Your dog needs healthy teeth and you should brush them regularly. This helps to prevent dental problems and gum disease but also prevents other illnesses. Infections in the mouth can spread to other areas of the dog’s body, like the kidneys and the heart. Pet stores sell special toothpaste for dogs. Brushing your dogs’ teeth is a fun activity that you can both enjoy. Or not.

Still Unsure About Getting a Dog For The First Time?

If you’re thinking about getting a dog, but aren’t sure you want to make the commitment, try serving as a foster home. Shelters for abused or homeless dogs are often looking for temporary homes, called foster homes, where dogs can live until they are adopted by a permanent home.

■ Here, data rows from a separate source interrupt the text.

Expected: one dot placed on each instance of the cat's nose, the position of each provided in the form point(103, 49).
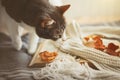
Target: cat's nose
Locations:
point(57, 31)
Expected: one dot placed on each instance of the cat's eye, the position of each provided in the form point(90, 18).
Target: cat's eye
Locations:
point(50, 22)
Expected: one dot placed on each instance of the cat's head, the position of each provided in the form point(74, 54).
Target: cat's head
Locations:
point(47, 19)
point(52, 25)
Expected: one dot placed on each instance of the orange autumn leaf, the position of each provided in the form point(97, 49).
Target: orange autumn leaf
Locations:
point(111, 48)
point(98, 43)
point(86, 38)
point(47, 56)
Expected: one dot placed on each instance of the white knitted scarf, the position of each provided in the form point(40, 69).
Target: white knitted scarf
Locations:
point(65, 66)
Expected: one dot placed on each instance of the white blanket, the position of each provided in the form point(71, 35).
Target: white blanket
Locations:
point(65, 66)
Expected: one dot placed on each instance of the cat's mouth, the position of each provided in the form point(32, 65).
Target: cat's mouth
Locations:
point(48, 36)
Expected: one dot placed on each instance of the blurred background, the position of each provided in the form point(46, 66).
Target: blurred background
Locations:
point(92, 11)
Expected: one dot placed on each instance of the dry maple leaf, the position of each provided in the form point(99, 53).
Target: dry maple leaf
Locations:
point(47, 56)
point(111, 49)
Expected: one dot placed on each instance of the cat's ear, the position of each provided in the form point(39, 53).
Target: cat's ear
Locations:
point(64, 8)
point(47, 22)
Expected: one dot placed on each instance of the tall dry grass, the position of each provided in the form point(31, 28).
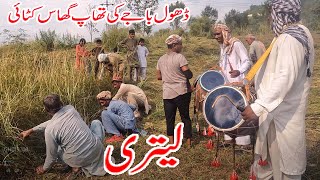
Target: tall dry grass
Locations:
point(26, 77)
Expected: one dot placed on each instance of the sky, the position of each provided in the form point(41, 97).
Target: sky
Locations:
point(32, 27)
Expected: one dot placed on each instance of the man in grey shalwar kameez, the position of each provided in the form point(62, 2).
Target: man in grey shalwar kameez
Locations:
point(282, 86)
point(69, 139)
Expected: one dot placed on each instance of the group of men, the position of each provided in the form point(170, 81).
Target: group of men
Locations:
point(282, 87)
point(70, 141)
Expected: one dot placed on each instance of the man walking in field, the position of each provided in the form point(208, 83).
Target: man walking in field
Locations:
point(234, 63)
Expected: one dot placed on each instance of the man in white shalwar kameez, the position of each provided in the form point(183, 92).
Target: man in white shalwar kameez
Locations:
point(282, 86)
point(234, 63)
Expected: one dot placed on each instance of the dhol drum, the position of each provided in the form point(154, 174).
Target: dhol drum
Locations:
point(203, 84)
point(221, 110)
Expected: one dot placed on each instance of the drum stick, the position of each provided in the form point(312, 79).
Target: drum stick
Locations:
point(258, 64)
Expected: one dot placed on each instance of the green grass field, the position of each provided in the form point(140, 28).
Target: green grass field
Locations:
point(26, 76)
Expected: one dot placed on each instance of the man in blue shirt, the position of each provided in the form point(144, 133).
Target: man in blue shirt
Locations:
point(117, 116)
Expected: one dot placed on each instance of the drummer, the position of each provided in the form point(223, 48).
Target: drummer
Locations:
point(234, 63)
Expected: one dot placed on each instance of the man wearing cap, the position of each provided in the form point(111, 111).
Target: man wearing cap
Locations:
point(131, 94)
point(173, 70)
point(256, 48)
point(234, 63)
point(69, 139)
point(117, 117)
point(283, 85)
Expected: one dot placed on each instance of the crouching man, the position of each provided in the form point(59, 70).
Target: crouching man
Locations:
point(68, 138)
point(117, 117)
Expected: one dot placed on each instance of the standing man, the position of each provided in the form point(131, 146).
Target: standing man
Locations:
point(117, 117)
point(256, 48)
point(142, 55)
point(282, 86)
point(131, 44)
point(69, 139)
point(173, 70)
point(234, 63)
point(131, 94)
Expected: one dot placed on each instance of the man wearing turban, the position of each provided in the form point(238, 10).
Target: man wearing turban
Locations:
point(282, 86)
point(173, 70)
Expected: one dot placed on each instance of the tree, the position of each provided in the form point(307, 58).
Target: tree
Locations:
point(200, 26)
point(13, 38)
point(176, 22)
point(211, 13)
point(90, 25)
point(234, 19)
point(139, 7)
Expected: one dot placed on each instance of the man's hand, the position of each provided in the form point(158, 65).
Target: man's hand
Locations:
point(26, 133)
point(249, 115)
point(234, 73)
point(40, 170)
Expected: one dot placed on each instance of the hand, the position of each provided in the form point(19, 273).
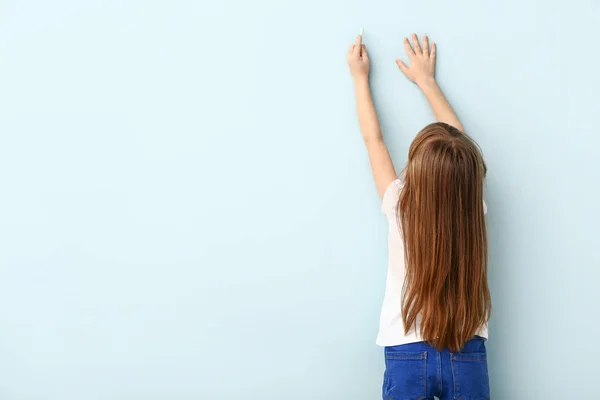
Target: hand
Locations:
point(422, 62)
point(358, 60)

You can give one a home for a while to help the cause and you can also keep the dog if you like it!

Getting a dog for the first time - who will look after your dog when your gone dog in cage

What Will Happen To Your Dog When You’re Gone?

Don’t forget about your dog when writing your will. Many pets end up being fought over or neglected completely because specific instructions were not given regarding their care. Include a clause that clearly directs your loved ones on what to do with your dog so that he’s well taken care of. There are charities that will care for your dog in the event of your death too.

Final Considerations About Your First Dog

Having a dog isn’t all fun and games. You have to give yourself some time to really think about what you’re doing, and to act accordingly. There is a lot involved in caring for a dog. But it is very worthwhile when you look at your happy dog.

You can use the tips here to help you to know what you need to consider. You can always have a happy dog if you take the time to give it a little thought first.